11. Kamar Pengantin

Selepas mandi, Galoeh menatap bayangan diri yang terpantul di cermin di depan lemari di kamar Weda. Pria yang menjadi suaminya itu tak ada di kamar seolah sengaja memberi Galoeh ruang untuk menata diri. Gara-gara keputusan sepihak Ibu, ia seolah mengusir pemilik kamar ini. 

Mengingat hari yang panjang yang telah Galoeh lalui, ia tak percaya telah menantang perwira Kempetai yang sangat ditakuti, Souta Sato. Ternyata memang tak semudah itu memperdaya laki-laki itu. Selain sebagai pengeruk informasi yang bekerja seperti angin yang tak kasat mata, nyatanya Souta juga dikenal sebagai penyidik lihai yang selalu bisa mengorek keterangan apapun dari para saksi dan tersangka. Tak mudah luput dari genggaman Souta bila sudah terjaring. Walau Weda bisa selamat, tapi rupanya Souta masih berusaha mencari celah untuk menumpas pemberontak sampai ke akar-akarnya.

Ingatan Galoeh kembali memutar kejadian siang tadi saat Souta menghampirinya. Saat itu Galoeh sedang duduk berjongkok sambil mencorat-coret tanah dengan ranting. Tiba-tiba sinar matahari terhalang sesuatu. Saat mendapati sepatu lars yang biasa digunakan perwira Dai Nippon, jantung Galoeh seketika berhenti sesaat. Ia tetap mendongak dengan tenang dan mendapati laki-laki bermata sipit serta berwajah kuning pucat.

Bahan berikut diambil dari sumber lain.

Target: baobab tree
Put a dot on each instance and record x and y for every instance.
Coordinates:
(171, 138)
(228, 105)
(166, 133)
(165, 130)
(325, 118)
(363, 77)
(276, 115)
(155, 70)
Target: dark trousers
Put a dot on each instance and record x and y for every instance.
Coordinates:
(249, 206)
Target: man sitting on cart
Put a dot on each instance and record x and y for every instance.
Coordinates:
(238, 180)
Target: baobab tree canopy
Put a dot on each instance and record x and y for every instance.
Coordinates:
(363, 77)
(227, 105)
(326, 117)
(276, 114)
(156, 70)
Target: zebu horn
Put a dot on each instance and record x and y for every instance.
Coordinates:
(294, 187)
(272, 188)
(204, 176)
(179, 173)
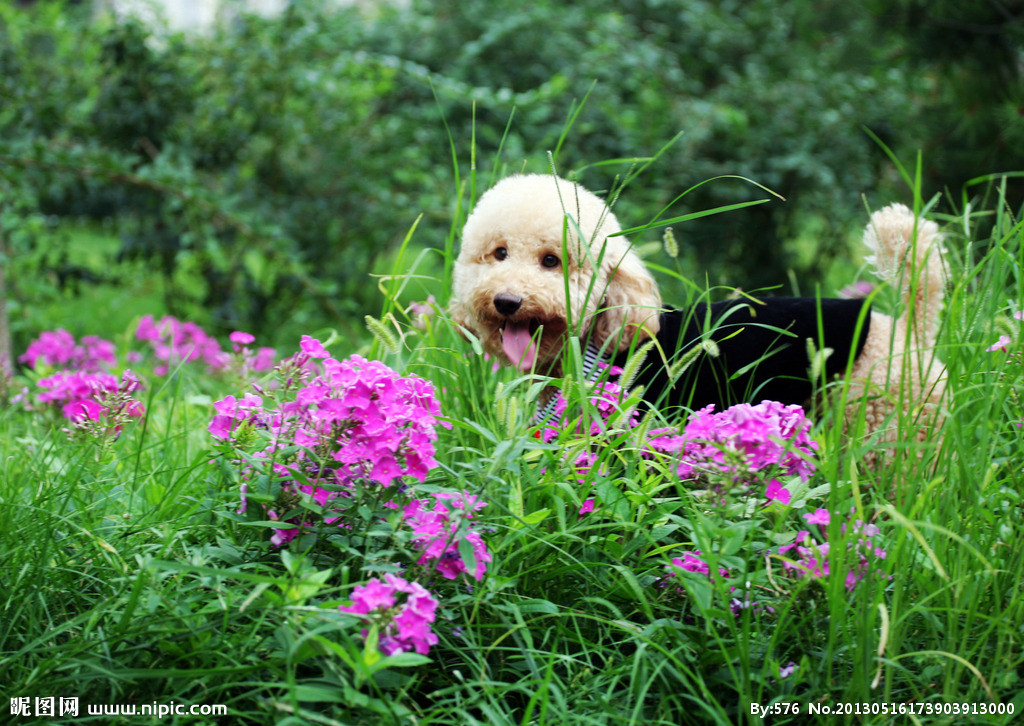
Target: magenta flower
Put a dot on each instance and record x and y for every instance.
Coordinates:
(439, 530)
(312, 347)
(174, 342)
(57, 349)
(404, 623)
(1000, 344)
(764, 436)
(818, 516)
(776, 493)
(807, 557)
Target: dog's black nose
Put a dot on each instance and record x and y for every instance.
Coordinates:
(507, 303)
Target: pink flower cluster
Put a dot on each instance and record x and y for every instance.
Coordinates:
(744, 440)
(808, 558)
(440, 529)
(691, 562)
(174, 341)
(403, 612)
(89, 398)
(57, 349)
(352, 425)
(364, 418)
(748, 442)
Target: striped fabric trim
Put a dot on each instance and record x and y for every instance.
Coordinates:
(591, 370)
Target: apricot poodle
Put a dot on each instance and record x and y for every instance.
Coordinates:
(543, 259)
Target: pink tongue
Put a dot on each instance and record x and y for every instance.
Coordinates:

“Sedang apa kamu di sini?” Suara berat itu menggelegar. 

Rasanya Galoeh ingin mengambil langkah seribu. Tapi, bukannya ia sudah dinyatakan tidak bersalah? Galoeh tersenyum, menyimpan rapat gentar lalu berdiri. Tubuhnya membungkuk, memberi salam khas orang Jepang. Rupanya betul kata Weda kalau ia sedang diawasi.

“Selamat siang, Tuan. Saya di sini menunggu suami saya.”

Souta mendengkus dengan senyum miring mengerikan. “Suamimu pergi bersama kekasihnya bukan?”

Susah payah Galoeh menelan kembali ekspresi terkejutnya yang tak perlu. Seharusnya ia sadar, kejadian sekecil apapun di setiap jengkal tanah ini Kepala Intelijen Kempetai pasti tahu. Lalu, kenapa Weda sengaja pergi bersama Harti padahal ada banyak mata dan telinga sehingga kabar remeh itu bisa diembuskan angin dan tertangkap di pendengaran sang intel?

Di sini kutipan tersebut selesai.